Dori Laub, Psychoanalysis and Testimony– Invoking Presence Out of Absence

By Sara Martone - February 13, 2024

Join us for Dori Laub, Psychoanalysis and Testimony– Invoking Presence Out of Absence, an international conference taking place on Thursday, March 14 and Friday, March 15. The conference is a cooperation between the Sigmund Freud Museum, the Wiesenthal Institute for Holocaust Studies in Vienna and the Fortunoff Video Archive for Holocaust Testimonies.

In 2024, one of the most important video documentation centers of Holocaust testimonies celebrates its 45th anniversary: In the spring of 1979, Israeli-American psychoanalyst and psychiatrist Dori Laub and television producer Laurel Vlock began filming Holocaust survivors in New Haven – giving rise to the Holocaust Survivors Film Project (HSFP). In 1981, the HSFP tapes were deposited at Yale. They formed the basis for the Fortunoff Video Archive for Holocaust Testimonies, today the longest-running initiative of video testimonies of survivors.

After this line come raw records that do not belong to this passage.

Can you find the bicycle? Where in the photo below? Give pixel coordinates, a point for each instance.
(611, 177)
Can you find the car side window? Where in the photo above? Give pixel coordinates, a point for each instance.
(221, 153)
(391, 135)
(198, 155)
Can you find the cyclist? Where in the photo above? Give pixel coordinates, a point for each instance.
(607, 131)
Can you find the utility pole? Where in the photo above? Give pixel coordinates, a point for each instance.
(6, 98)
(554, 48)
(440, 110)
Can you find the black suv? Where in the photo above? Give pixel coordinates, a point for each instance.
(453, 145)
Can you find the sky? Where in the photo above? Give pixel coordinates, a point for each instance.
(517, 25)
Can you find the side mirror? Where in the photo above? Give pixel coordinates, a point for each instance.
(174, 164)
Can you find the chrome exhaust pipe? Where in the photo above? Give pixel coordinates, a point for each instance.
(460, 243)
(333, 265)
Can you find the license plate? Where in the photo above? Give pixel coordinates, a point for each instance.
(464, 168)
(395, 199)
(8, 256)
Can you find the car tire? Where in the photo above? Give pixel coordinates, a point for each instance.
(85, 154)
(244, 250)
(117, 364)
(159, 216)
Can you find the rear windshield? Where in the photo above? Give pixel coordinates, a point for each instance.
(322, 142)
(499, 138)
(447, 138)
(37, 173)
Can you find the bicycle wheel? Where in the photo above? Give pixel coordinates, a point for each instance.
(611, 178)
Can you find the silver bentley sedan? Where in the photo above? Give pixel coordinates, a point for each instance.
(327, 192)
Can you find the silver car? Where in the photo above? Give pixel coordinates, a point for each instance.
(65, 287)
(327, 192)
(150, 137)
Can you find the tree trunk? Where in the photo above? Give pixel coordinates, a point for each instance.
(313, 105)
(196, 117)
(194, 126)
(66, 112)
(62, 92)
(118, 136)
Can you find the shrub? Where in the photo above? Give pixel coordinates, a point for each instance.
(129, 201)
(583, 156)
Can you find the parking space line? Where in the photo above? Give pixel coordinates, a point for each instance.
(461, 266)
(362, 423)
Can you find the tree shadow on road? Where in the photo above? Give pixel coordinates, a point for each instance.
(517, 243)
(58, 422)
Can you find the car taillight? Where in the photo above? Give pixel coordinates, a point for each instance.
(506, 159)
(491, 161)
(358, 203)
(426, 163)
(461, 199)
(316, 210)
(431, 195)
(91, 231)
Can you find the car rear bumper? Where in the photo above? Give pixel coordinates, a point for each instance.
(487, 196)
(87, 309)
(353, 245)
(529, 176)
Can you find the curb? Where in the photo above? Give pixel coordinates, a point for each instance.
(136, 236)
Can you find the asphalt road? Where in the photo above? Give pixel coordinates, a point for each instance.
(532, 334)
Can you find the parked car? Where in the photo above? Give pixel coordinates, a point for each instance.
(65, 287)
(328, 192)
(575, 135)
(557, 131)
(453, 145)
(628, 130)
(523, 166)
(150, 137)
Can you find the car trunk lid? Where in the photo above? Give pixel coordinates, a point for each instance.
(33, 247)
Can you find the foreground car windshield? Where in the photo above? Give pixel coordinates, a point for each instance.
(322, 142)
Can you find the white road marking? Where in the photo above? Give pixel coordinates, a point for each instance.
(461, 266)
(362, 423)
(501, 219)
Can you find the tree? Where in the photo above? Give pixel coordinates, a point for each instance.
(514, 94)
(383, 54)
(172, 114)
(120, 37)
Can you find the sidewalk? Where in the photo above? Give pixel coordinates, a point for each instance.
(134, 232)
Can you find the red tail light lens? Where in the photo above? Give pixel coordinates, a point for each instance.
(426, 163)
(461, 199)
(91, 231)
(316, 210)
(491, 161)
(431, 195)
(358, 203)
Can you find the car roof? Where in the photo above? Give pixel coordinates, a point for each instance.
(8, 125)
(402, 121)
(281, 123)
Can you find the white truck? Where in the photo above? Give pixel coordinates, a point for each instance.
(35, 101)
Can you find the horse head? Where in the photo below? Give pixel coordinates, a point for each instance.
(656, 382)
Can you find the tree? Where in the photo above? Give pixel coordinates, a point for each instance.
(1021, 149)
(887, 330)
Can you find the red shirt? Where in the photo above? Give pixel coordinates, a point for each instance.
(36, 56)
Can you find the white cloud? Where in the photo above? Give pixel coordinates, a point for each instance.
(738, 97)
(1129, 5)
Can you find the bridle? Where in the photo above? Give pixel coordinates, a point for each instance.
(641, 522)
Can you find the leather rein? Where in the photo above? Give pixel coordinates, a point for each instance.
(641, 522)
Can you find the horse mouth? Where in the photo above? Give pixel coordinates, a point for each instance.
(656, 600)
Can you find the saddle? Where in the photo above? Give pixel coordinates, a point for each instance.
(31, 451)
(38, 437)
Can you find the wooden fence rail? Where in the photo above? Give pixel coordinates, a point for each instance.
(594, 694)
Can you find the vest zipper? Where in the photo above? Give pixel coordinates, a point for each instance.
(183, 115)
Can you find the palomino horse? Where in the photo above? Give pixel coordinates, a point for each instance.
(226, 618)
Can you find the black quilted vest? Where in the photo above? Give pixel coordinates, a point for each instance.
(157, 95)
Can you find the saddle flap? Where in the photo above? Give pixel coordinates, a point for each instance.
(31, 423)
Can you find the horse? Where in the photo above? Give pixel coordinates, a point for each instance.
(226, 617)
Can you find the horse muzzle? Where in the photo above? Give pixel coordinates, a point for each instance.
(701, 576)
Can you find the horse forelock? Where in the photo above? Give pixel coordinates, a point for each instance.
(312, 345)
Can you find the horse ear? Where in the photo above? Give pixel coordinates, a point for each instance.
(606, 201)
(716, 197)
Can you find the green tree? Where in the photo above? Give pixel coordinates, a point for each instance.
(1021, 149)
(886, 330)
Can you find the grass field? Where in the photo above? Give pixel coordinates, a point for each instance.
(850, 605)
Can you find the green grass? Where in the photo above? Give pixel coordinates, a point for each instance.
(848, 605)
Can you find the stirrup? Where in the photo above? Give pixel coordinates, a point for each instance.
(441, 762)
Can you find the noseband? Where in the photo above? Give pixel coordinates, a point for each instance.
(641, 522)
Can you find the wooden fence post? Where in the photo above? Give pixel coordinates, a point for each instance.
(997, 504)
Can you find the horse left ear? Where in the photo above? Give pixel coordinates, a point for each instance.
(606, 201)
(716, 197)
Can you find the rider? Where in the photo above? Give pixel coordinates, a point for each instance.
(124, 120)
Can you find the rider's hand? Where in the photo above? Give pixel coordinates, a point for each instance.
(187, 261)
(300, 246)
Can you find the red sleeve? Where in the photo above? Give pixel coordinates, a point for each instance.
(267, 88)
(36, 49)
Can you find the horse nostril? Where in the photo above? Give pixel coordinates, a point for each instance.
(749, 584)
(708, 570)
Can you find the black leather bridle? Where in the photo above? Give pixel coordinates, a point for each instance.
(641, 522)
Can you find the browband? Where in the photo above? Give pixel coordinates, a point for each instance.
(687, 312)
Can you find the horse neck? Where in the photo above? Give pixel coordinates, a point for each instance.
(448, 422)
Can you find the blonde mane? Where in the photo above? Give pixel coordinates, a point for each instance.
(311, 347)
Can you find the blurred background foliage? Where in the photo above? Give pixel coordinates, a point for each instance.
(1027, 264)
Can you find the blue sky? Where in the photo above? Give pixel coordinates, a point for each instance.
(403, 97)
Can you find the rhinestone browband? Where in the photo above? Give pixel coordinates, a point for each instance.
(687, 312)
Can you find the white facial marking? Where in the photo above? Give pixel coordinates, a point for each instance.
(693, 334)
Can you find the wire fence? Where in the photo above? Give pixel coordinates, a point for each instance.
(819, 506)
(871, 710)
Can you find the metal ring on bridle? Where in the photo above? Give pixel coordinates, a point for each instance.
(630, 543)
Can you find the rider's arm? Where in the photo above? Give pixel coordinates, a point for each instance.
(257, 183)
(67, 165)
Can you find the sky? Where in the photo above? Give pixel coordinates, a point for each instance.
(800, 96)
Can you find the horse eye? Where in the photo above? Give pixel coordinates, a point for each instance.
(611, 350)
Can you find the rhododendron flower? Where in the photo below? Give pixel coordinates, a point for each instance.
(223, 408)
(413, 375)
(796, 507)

Dori Laub, herself a survivor of the Holocaust, participated in 134 testimonies for the HSFP and the Fortunoff Archive for Holocaust Testimonies, which now includes over 4,300 testimonies.

On the occasion of the 45th anniversary of the first video recording of Holocaust survivors by Laub and Vlock in New Haven in 1979, this two-day conference brings together a group of international scholars, psychoanalysts, filmmakers, and archivists. At the center of the interdisciplinary discussion are the contributions of eyewitness accounts and psychoanalysis to make the Holocaust and its unimaginable consequences for the human psyche comprehensible, but also other topics of psychoanalysis as well as Jewish history and culture and their destruction.